NEW ALBANY, IN (WAVE) - By mid-afternoon Friday, the Kentucky Office of Employment and Training says around 5,000 people had filled out applications for the open jobs at Ford's Louisville Assembly Plant. The applicants are putting their name in a lottery to take the next step, which is testing for around 1,000 open jobs. Kyle Gowers was one of them.

"Well, I just graduated high school," Gowers said. "It's pretty different getting in real life."

We can all remember what it's like to be where Gowers is in life. He just graduated from New Albany High School and is trying to figure out the future.

"I was thinking about Ford when I graduated because I heard about it from a friend and my dad," said Gowers. "I've filled a couple of applications out, but I'm really hoping on Ford because that would be a really nice job."

Gowers comes from a family of Ford drivers.

"My mom has a Ford Escape and my dad has a Ford Focus over there," Gowers said. "Plus, I have a Ford Mustang over here. So I like Ford a lot."

When news came Thursday that Ford was ready to start the hiring process, Gowers was ready.

"I was in my room, kind of sitting, watching TV and my dad walked in - I guess he heard it off the news or newspaper - and I was like, 'Hey, I'm going to try to get that,'" said Gowers. "We drove over there and filled three forms out. It's pretty easy and it's not hard questions and turned it in."

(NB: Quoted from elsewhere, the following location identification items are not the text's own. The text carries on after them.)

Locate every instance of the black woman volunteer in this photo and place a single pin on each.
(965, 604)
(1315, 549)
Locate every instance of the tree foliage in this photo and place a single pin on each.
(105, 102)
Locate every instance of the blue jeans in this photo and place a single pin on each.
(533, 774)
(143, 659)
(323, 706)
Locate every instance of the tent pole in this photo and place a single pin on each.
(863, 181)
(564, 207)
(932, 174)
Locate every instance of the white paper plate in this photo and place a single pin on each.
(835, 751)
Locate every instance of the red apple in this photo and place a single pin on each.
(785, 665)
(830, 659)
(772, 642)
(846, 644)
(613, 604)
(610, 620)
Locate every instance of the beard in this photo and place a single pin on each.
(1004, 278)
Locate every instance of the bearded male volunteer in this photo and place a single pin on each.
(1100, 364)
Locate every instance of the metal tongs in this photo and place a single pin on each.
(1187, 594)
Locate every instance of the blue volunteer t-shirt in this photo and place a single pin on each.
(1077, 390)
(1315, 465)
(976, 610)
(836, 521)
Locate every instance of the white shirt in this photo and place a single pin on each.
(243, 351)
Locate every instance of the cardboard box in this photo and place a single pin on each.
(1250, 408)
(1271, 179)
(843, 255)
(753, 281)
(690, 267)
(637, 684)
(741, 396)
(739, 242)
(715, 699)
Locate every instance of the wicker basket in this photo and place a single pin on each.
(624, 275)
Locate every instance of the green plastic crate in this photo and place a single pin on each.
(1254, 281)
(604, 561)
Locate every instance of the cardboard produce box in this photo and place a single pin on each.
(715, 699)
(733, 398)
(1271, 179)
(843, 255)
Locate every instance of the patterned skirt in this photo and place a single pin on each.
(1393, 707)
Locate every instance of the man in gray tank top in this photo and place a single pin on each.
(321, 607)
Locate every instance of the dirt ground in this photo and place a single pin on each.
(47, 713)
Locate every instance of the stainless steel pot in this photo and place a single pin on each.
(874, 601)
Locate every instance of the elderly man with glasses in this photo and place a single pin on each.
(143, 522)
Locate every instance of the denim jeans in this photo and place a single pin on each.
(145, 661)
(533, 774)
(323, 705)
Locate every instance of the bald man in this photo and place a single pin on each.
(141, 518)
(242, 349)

Gowers already has a job as a cashier at a local grocery store, but he says his hours are unpredictable. He is looking for the stability an opportunity at one of Louisville's largest employers might bring.

"I'd like to have that job so I can retire from it, you know," he said. "That's what I would like."

Gowers isn't sure when he might hear if his name was pulled for further testing at Ford. Kentucky's Office of Employment and Training says it's not sure either. Officials there are also not sure how many of the thousands of applicants they're getting will actually make it to that step.

Ford union representatives say around 1,100 applicants referred by people who already work at the plant will be tested as well.